Article

Whose payments platform is it really?

Amit Bhute,

SVP, Global Head, Banking & Financial Services, Virtusa

Published: March 23, 2018

I have been following the battle closely between Australian banks and ApplePay for quite some time. What's interesting to see is this battle has implications well beyond Australia. I still remember when ApplePay was first announced. US retailers banded together under MCX (Merchant Customer Exchange) to build their own payments solution, CurrentC. CurrentC wasn't very successful for many reasons including the absence of a good payment method, weak security, and internal politics within the consortium that ultimately had to satisfy needs of the varied retailers.

However, it was important to understand that two primary elements drove the battle.

  1. The ability to avoid typical fees (2-3%) charged by players within the card issuing, acquiring, and networks
  2. Information about the payment is becoming just as important as payments itself; ApplePay prevented retailers from accessing this critical data.

Mobile Payments

Concerning the Australian context, in a submission to the competition regulator on Jan. 31, Apple said that opening up its contactless payment system to top banks would give them a free ride on Apple's investment in technology.

This is a very weird line for Apple to take. Ultimately, isn't ApplePay itself using the credit card network built by banks and network? ApplePay essentially provides secure and customer friendly access to card data stored on the device. However, it's still a stored card (in the form of token). ApplePay would not exist without banks issuing the cards as well as the clearing and settlement mechanism provided by the banks and networks.

There are many players in the mobile payments area that all want consumers to use their payments app including

  • The technology giants who own the OS and device through which the payments are made
  • The telecom providers who missed the bus but launched their own payment apps (remember O2 wallet in UK and Airtel money in India?)
  • The merchants themselves - AmazonPay, Paypal, and AliPay
  • Banks launching their own private label wallets like ChasePay, CitiPay, and the like
  • FinTech Players like PayTM and Square building their own platform using the existing banking rails
  • Network providers like V.me by Visa and MasterPass by Mastercard

In a payments lifecycle, each of these has a critical role to play. The value is delivered by the merchant to the consumer, and the consumer pays them with money she has in her bank account through a payments instrument via the clearing and settlement schemes.

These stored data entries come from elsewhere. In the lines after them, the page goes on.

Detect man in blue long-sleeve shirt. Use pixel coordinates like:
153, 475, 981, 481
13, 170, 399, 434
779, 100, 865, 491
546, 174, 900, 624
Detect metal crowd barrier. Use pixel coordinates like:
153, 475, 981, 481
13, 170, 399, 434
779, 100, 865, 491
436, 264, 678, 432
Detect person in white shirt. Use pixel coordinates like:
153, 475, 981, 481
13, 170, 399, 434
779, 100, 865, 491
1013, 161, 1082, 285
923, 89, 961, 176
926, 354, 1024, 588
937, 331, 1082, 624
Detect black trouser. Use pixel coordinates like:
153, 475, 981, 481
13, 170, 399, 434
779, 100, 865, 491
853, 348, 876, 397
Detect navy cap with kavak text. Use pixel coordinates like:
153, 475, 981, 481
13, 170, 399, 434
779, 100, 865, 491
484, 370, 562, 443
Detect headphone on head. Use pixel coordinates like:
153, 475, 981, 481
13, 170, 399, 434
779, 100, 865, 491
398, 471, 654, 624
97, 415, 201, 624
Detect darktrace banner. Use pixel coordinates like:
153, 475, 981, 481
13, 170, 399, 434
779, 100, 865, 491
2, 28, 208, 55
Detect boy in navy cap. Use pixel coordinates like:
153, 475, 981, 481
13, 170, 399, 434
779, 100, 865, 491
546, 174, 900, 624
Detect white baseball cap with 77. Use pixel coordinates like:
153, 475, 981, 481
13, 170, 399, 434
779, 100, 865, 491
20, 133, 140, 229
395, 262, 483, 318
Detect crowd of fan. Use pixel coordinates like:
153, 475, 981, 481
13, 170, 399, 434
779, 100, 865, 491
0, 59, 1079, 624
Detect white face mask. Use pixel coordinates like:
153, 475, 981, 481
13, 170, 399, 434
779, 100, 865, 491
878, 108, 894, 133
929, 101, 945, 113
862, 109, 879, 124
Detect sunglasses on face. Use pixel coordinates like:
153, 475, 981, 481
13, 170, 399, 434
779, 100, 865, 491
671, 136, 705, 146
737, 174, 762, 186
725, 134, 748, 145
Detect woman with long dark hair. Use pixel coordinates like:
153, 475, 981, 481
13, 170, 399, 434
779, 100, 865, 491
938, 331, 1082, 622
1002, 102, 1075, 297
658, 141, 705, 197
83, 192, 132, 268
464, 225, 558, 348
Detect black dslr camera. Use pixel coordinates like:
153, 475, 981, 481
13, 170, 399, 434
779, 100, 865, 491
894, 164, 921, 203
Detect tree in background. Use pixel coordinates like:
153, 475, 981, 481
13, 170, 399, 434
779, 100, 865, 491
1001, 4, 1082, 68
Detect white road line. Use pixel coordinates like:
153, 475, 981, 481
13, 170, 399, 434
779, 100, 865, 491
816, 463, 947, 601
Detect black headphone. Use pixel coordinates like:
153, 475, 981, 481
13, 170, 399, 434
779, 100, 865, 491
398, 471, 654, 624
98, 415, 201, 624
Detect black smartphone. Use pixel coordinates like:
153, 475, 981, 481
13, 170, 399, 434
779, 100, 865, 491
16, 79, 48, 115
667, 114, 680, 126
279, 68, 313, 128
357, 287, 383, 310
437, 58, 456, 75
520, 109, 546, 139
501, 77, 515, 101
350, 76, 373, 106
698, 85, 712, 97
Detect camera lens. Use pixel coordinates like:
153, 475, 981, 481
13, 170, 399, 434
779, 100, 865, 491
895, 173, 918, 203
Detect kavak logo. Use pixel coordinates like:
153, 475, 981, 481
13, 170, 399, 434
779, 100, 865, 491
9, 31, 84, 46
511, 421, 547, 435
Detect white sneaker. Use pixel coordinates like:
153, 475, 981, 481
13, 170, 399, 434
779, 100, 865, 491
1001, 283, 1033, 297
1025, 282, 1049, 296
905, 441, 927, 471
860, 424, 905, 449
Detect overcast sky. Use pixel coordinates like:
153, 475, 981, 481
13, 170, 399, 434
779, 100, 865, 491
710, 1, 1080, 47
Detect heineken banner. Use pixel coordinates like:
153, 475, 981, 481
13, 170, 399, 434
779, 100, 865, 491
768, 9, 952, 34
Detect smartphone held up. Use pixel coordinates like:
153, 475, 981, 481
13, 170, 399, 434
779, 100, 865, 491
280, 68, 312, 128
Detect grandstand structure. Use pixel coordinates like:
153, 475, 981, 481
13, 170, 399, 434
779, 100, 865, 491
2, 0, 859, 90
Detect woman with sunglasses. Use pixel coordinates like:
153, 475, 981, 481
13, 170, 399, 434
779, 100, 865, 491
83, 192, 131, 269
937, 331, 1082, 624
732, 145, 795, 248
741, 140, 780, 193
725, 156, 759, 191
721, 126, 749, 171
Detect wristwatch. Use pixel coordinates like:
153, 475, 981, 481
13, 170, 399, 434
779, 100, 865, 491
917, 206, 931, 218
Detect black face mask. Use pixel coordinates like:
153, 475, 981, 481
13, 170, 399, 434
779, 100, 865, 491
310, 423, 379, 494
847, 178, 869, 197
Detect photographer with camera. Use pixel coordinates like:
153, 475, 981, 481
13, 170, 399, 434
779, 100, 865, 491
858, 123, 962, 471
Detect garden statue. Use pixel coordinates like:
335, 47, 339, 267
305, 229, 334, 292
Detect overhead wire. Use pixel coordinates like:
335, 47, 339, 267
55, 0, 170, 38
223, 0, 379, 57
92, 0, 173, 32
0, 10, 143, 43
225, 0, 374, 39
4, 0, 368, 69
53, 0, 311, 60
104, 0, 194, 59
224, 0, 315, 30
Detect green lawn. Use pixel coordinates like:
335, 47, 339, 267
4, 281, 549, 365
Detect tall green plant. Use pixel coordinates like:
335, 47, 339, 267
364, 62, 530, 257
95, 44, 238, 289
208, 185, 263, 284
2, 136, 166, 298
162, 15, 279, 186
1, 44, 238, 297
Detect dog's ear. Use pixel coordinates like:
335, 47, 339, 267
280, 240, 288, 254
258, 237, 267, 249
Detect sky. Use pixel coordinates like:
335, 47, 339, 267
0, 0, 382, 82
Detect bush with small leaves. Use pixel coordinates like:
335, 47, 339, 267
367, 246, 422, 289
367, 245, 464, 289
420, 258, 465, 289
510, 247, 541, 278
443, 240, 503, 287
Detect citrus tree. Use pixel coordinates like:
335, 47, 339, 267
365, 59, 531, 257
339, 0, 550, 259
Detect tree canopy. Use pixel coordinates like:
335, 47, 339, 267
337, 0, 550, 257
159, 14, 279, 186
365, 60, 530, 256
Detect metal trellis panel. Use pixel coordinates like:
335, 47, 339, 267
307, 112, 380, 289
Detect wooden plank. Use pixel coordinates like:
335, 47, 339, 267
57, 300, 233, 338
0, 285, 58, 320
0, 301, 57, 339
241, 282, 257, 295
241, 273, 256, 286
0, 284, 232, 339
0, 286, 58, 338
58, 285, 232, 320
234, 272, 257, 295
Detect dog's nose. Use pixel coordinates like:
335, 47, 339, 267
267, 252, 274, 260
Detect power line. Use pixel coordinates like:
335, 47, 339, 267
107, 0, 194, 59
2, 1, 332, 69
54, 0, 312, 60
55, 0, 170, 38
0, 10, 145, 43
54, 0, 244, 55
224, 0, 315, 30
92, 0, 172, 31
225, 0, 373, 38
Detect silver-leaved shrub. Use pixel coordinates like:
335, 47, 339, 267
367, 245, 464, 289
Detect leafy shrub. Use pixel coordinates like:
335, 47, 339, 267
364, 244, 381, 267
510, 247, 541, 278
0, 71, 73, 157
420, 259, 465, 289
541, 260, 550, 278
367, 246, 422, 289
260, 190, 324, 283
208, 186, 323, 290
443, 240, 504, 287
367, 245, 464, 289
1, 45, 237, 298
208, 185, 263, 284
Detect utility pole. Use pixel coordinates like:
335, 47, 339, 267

In this case, can Apple really claim that the platform belongs to them and not allow merchants and banks access to their secure element in a controlled fashion? The verdict is still out, but my vote goes for asking Apple to open up its payment API/secure element to regulated authorities who are willing to bear liability. This will spur a host of innovation in mobile commerce beyond just payments.

Speaker

Amit Bhute

SVP, Global Head, Banking & Financial Services, Virtusa

Amit heads the Banking and Financial services business globally for Virtusa with over twenty years plus of experience in advising BFSI and technology companies to drive digital transformation and accelerate revenue generation through new and innovative business models.

He is responsible for understanding Banking market trends and regulations while developing Virtusa capabilities to help our customers capitalize on these trends. He interacts closely with C-level leaders in Financial Services for key clients at Virtusa and sits on the transformation & governance board for strategic programs. 

He loves writing blogs, articles and reading banking journals and also is a speaker on various industry platforms including SIBOS, IDC events, customer, partner, and analyst events.